Export of Archive from ArchiveWeb.page does not include 301 redirect

when archiving this particular site, the use of 301 redirects is extensive.

while the archive can be played from the Chrome extension, as the recording appears to retain the links, exporting it to a WARC / WARZ file does not appear to include the redirects. so archives of articles which have multiple pages all become broken links.

1 Like

It sounds like you are using ArchiveWebPage to create the archive? Can you share your WACZ file or the site you are archiving?

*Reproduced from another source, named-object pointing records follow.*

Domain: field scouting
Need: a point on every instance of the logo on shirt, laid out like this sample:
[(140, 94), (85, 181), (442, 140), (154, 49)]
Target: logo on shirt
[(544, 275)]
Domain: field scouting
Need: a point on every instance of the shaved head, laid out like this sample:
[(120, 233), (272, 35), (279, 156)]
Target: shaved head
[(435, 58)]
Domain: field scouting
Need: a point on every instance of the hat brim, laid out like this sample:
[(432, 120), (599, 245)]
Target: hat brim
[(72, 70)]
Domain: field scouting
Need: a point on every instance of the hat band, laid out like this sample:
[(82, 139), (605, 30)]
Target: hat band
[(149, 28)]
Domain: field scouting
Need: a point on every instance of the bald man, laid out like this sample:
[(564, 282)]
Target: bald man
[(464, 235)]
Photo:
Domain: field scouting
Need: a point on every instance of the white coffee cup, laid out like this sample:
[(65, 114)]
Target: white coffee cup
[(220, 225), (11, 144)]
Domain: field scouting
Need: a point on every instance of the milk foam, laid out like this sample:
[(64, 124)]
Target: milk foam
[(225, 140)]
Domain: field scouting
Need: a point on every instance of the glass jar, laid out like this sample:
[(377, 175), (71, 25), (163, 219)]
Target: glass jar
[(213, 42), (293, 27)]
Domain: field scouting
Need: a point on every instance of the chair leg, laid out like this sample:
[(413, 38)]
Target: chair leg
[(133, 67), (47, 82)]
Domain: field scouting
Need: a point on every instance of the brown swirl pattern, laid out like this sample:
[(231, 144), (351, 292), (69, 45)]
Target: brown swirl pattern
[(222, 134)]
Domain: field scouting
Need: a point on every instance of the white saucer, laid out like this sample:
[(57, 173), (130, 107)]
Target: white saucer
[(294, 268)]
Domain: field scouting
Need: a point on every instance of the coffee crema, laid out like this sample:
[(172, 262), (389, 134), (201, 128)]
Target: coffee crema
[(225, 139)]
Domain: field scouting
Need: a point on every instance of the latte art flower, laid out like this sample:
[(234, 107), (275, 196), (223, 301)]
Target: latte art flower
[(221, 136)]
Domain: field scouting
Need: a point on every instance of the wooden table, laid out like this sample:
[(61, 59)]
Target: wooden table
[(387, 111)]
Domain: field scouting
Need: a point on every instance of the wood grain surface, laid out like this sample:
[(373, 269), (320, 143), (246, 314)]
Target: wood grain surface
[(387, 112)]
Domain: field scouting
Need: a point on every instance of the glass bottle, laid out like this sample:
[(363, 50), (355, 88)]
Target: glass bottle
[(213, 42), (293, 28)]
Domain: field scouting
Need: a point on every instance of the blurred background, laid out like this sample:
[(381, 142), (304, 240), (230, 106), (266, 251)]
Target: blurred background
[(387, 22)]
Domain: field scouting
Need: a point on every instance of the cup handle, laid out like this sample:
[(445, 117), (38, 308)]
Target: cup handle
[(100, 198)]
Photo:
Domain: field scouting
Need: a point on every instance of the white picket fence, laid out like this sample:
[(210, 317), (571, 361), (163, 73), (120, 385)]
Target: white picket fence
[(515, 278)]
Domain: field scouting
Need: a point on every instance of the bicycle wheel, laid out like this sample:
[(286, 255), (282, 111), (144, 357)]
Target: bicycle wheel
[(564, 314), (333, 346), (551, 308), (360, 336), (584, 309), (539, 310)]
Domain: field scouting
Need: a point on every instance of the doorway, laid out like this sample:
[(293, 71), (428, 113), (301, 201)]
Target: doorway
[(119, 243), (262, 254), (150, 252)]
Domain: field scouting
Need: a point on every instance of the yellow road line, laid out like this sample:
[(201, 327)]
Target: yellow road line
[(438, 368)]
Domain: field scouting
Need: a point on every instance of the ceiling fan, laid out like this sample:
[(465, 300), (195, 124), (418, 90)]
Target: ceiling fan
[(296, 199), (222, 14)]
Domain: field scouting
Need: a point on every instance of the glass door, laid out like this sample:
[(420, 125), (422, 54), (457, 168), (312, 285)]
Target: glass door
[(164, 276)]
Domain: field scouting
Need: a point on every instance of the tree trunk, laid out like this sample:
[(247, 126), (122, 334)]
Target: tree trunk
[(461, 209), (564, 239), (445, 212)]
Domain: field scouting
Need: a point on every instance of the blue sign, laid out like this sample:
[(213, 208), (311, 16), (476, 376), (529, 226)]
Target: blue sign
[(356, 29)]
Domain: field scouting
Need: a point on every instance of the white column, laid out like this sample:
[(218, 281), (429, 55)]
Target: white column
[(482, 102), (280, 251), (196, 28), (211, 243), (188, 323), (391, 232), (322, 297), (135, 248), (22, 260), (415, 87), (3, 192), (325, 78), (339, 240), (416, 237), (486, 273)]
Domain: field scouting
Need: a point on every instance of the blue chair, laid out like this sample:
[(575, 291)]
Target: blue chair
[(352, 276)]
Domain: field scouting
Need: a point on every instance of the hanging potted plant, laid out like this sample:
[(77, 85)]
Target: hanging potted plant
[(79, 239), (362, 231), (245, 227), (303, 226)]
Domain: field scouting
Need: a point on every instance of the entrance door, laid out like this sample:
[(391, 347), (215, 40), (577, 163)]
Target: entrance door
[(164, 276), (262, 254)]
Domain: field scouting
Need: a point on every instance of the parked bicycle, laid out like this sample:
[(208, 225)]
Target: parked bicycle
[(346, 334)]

Hi, Yes ArchiveWeb extension in Chrome.
For Example,

https://www.dndbeyond.com/sources/basic-rules

Links to different chapters from this main page go to… for example,
Ch. 1: Step-By-Step Characters
https://www.dndbeyond.com/compendium/rules/basic-rules/step-by-step-characters
however that is 301 redirected to
http://www.dndbeyond.com/sources/basic-rules/step-by-step-characters

(I have had a brief look at browsertrix, but i’ll need to do some work on a custom behaviour for the site, and I’m not that competent)

Apologies, I am getting intermittent behaviour,

when I posted this in ReplayWeb.Page I was getting every link broken, and I believed that to be due to the redirects.
However, I just deleted the archive from ReplayWeb and reloaded it from the existing wacz file, and the links are working again…

An older archive I have in the ReplayWeb is seeing the same broken links issue, but when I deleted it from ReplayWeb and reloaded the wacz file into it the page is loading fine…

Ok so i have looked into this a bit more.

When i have multiple collections open in ReplayWeb, the collections load normall initially and links work as expected.
After some time, and loading other collections, when i return to the earlier collection the links appear broken.
Removing the collection and reloading the warc file restores the normal behaviour.